Custom rules and team style guides

This is where the standalone tools beat Copilot Code Review most clearly. CodeRabbit’s path-instructions and Greptile’s custom rule API both let you encode team conventions: “never use requests in this codebase, use httpx,” “all migrations must include a rollback,” “anything touching auth/ requires a security reviewer.”

Bito supports custom rules but the UX for managing them is clunkier. Cursor’s PR review picks up on .cursor/rules if you have them defined for the editor, which is elegant if you’re already using that pattern. Copilot Code Review’s custom rule story is the weakest of the five.

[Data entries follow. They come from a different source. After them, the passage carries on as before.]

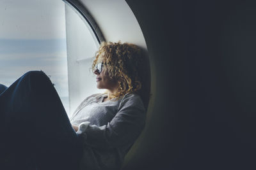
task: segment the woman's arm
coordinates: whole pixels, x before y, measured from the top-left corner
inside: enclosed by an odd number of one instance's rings
[[[94,148],[111,148],[133,143],[141,132],[146,113],[139,96],[127,97],[112,120],[103,126],[85,122],[79,125],[77,134],[85,145]]]

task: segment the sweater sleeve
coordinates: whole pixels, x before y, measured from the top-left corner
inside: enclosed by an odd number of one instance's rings
[[[117,113],[108,125],[99,127],[83,122],[77,133],[90,147],[111,148],[132,144],[144,128],[145,115],[140,97],[132,94],[124,97]]]

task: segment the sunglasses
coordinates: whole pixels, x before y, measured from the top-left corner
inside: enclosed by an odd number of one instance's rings
[[[95,71],[98,70],[99,74],[100,74],[101,73],[101,71],[102,71],[103,65],[104,65],[103,62],[98,62],[97,64],[96,64],[96,65],[95,65]]]

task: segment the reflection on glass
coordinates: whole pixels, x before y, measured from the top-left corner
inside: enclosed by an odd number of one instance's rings
[[[0,83],[42,70],[69,110],[65,3],[60,0],[0,1]]]

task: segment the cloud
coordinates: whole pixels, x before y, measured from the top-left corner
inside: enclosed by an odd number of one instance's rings
[[[61,0],[0,1],[0,38],[65,38],[65,3]]]

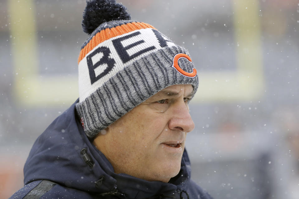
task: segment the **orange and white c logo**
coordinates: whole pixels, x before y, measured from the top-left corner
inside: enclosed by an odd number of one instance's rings
[[[174,68],[178,72],[182,75],[188,77],[191,77],[192,78],[195,77],[195,76],[196,76],[197,73],[196,69],[193,68],[192,69],[192,72],[188,72],[182,69],[178,65],[178,60],[181,58],[186,58],[190,62],[192,62],[192,60],[191,60],[190,57],[186,54],[183,53],[179,53],[175,55],[173,58],[173,62],[171,67]]]

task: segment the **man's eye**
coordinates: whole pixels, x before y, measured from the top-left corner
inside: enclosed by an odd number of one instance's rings
[[[166,100],[161,100],[156,102],[159,104],[165,104],[166,103]]]

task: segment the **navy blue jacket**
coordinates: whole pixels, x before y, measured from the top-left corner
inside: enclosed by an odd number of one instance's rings
[[[26,185],[10,198],[212,198],[190,180],[186,150],[179,173],[168,183],[114,173],[85,135],[75,109],[78,101],[36,141],[24,167]]]

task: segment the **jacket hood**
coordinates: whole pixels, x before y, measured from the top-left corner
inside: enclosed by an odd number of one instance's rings
[[[168,183],[114,173],[85,135],[75,109],[78,101],[55,119],[34,143],[24,167],[25,184],[45,179],[96,194],[117,192],[132,198],[171,195],[187,189],[191,169],[185,150],[179,173]]]

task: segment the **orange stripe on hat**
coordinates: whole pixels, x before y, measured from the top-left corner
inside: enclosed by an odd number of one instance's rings
[[[114,28],[102,30],[93,36],[89,42],[81,50],[78,59],[78,64],[87,53],[103,41],[134,30],[148,28],[156,29],[150,24],[145,23],[133,22],[123,24]]]

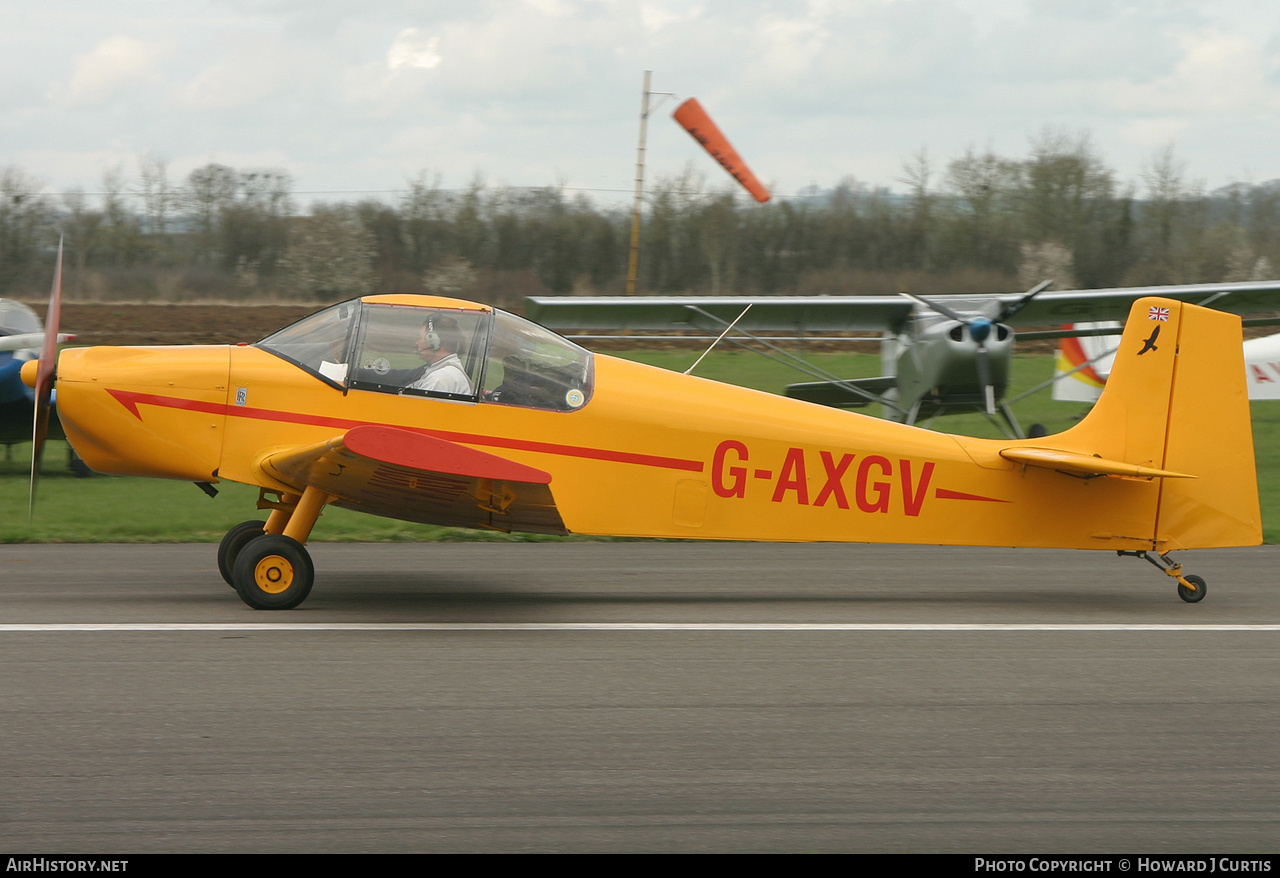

If your team has a style guide longer than two pages, custom rules are the line item that determines whether the AI reviewer feels like a teammate or a stranger.

Pricing math, April 2026

Per-developer pricing is the AI-code-review industry’s preferred billing model, with floors around $15-25/dev/month for entry tiers and enterprise pricing climbing to $50+ depending on features (custom rules, SSO, self-host, audit logs). Most vendors offer free tiers for open source. Always check current vendor pricing pages — these have shifted twice in the last year and will shift again.

A few honest framings:

  • A 50-engineer team paying $30/dev/month spends $18,000/year. If the tool catches one production bug per quarter that would have caused a real incident, it’s already paid for itself.
  • For solo developers and small open-source projects, the free tiers from CodeRabbit and Greptile are genuinely useful. Don’t pay for these tools at that scale.
  • Self-hosted Bito starts at higher annual minimums and only makes sense if compliance forces your hand.

Decision framework

Solo dev, open-source project: Use CodeRabbit’s free tier on public repos, or Copilot Code Review if you already have Copilot. Don’t overthink it.

10-30 engineer startup, mostly within-file changes: CodeRabbit. Lowest activation energy, best comment polish, easiest configuration.

50-200 engineer org with a real platform team: Greptile. The cross-file reasoning earns its keep, and the API gives the platform team room to build.

Regulated industry, self-host required: Bito. It’s the only credible self-hosted option in this lineup.

Already on Cursor, vendor consolidation matters: Cursor PR Review. Don’t add a third tool just to chase the marginal quality gain.

Just want a free baseline: Copilot Code Review. It’s not the answer, but it’s a fine “second opinion” alongside human review.

What I’d try next

If your team has never run AI PR review, start with CodeRabbit on a single high-traffic repo for two weeks. Pay attention to which engineers mute it and ask them why. That conversation will tell you more about what you actually need than any feature comparison — including this one.

If you’ve already used CodeRabbit and the cross-file blindness has bitten you, run a Greptile trial on the same repo and compare the same five PRs side by side. The difference shows up fastest on PRs that touch shared utility code or break implicit contracts between services.

The category will look different again in twelve months. Pick something now, plan to re-evaluate in a year, and don’t pretend the tool you chose today is the one you’ll still be running in 2027.